Originally, goulash came from the Hungarian plains and the people who raised cattle there. By the 1800s, the pepper-spiked stew made its way into the Viennese kitchen and turned into many variations on a theme. Esterhazy, veal-, salon, and fiaker-gulasch are just a few.
With lean beef and onions as main ingredients, "saftgulasch" is especially popular. The secret is to use at least three-quarters of a pound of onions for every pound of beef.
- 3 1/2 pounds lean beef shank (boneless)
- 2 3/4 pounds onions
- 6 ounces lard (schmalz or oil)
- 3 to 4 tablespoons Hungarian paprika (edelsüß)

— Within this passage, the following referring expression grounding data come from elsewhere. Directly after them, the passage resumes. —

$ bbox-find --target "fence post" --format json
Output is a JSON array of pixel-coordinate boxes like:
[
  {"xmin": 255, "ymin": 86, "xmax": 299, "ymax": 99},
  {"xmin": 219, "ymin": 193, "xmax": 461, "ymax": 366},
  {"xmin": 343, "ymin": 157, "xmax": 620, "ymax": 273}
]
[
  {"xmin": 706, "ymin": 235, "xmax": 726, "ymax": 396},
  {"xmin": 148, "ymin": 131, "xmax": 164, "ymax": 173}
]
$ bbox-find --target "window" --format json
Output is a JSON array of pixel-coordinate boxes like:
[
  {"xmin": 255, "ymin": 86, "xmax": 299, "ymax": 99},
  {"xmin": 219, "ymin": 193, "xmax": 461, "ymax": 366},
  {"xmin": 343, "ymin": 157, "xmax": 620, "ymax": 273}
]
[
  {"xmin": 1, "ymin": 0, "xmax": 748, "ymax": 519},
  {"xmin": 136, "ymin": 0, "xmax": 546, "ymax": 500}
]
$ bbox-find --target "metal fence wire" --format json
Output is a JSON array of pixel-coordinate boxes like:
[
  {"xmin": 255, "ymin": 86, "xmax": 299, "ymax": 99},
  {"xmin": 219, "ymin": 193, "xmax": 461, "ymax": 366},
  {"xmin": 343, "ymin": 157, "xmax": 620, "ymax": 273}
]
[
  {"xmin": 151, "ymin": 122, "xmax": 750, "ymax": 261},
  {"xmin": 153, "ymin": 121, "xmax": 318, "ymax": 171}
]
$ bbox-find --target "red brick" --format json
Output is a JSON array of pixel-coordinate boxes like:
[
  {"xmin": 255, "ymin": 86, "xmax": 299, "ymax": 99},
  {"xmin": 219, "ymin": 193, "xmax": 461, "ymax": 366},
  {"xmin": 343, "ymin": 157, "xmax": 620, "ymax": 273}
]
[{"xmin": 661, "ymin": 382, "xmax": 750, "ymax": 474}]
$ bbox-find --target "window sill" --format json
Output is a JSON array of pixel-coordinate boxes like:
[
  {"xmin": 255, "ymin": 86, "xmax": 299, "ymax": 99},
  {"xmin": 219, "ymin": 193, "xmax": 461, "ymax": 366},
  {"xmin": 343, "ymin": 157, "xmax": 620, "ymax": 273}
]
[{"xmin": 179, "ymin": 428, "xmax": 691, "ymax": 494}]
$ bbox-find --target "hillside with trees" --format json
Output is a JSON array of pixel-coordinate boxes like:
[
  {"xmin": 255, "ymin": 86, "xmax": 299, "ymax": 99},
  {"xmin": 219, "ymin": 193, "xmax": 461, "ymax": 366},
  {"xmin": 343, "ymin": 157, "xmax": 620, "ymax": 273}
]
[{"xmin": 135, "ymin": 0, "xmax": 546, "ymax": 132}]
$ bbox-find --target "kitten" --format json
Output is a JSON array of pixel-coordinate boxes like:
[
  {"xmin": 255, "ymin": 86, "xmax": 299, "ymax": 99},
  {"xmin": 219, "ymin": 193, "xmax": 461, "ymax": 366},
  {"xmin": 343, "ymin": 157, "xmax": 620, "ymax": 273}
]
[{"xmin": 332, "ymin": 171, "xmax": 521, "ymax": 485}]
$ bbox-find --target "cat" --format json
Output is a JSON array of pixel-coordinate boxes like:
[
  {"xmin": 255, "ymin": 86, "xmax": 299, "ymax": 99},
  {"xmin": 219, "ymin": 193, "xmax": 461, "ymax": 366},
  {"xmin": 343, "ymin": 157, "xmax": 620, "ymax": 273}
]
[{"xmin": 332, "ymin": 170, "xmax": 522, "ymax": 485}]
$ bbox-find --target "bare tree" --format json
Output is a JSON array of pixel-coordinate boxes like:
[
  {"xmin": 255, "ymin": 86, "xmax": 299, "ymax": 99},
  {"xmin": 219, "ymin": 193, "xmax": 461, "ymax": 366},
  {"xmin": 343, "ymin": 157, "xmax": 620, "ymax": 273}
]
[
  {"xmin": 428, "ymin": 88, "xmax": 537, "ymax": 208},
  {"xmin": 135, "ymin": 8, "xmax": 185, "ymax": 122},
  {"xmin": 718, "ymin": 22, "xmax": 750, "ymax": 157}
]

- 2 juniper berries (crushed)
- 1 teaspoon dried marjoram
- 1 teaspoon ground caraway
- 1 teaspoon sugar
- 1/4 teaspoon black pepper
- 1 teaspoon salt (plus more to taste)
- 2 tablespoons tomato paste
- 2 cloves garlic
- 1/2 to 1 teaspoon lemon zest
- 2 tablespoons cider vinegar
- 1 bay leaf
- 2 tablespoons flour
Cut the beef into 2-ounce chunks, and peel and cut the onions into long strips.

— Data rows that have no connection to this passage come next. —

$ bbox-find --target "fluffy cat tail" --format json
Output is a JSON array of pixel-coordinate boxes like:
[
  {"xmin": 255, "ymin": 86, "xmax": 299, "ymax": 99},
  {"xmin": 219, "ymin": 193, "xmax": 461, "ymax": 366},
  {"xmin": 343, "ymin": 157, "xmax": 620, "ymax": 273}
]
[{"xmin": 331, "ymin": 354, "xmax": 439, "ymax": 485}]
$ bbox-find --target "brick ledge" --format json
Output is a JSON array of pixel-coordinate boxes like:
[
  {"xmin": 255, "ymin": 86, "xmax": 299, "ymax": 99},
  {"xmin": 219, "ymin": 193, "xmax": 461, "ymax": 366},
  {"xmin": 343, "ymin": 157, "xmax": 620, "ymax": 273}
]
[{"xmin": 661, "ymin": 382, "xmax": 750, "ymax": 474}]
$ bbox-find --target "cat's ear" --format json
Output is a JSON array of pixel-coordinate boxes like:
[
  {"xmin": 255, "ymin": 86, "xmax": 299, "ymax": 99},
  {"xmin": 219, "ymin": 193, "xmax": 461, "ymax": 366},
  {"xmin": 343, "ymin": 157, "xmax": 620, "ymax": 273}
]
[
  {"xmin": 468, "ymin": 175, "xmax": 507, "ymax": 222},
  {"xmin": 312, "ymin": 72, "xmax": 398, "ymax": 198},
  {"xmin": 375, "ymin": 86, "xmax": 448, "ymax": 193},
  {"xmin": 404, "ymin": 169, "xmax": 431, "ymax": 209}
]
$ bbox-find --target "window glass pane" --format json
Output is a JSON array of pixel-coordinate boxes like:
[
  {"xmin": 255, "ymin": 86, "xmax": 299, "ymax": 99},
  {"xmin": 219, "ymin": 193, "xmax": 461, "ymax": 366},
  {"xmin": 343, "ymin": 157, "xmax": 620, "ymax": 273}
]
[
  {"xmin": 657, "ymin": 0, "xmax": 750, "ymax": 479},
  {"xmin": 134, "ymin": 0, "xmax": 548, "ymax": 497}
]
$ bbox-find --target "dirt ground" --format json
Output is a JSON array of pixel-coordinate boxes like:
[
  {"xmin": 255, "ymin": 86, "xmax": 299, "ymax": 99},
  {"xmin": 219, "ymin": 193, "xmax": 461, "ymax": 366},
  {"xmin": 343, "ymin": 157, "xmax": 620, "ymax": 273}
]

Heat part of the lard or oil in a large pan or Dutch oven, and brown the meat in batches. Remove to a plate.
Sauté the onions until golden brown in the rest of the oil. Add the ground paprika, juniper berries, marjoram, caraway, sugar, black pepper, and 1 teaspoon of salt, and brown in the oil for a very short time (30 seconds). Do not burn the ground paprika!
Add the tomato paste, garlic, and lemon zest, and stir.
Quickly add the cider vinegar and about 4 cups of water. Bring to a boil. Reduce heat to low. Add bay leaf, if desired.
Add the brown meat, and braise for 2 1/2 hours. Stir occasionally, and add water as needed.
When the meat is soft, add the rest of the water, and bring back to a boil. Season to taste with salt.
To thicken the sauce, stir the flour together with a little cold water, and add in a thin stream to the stew. Stir until it comes to a boil.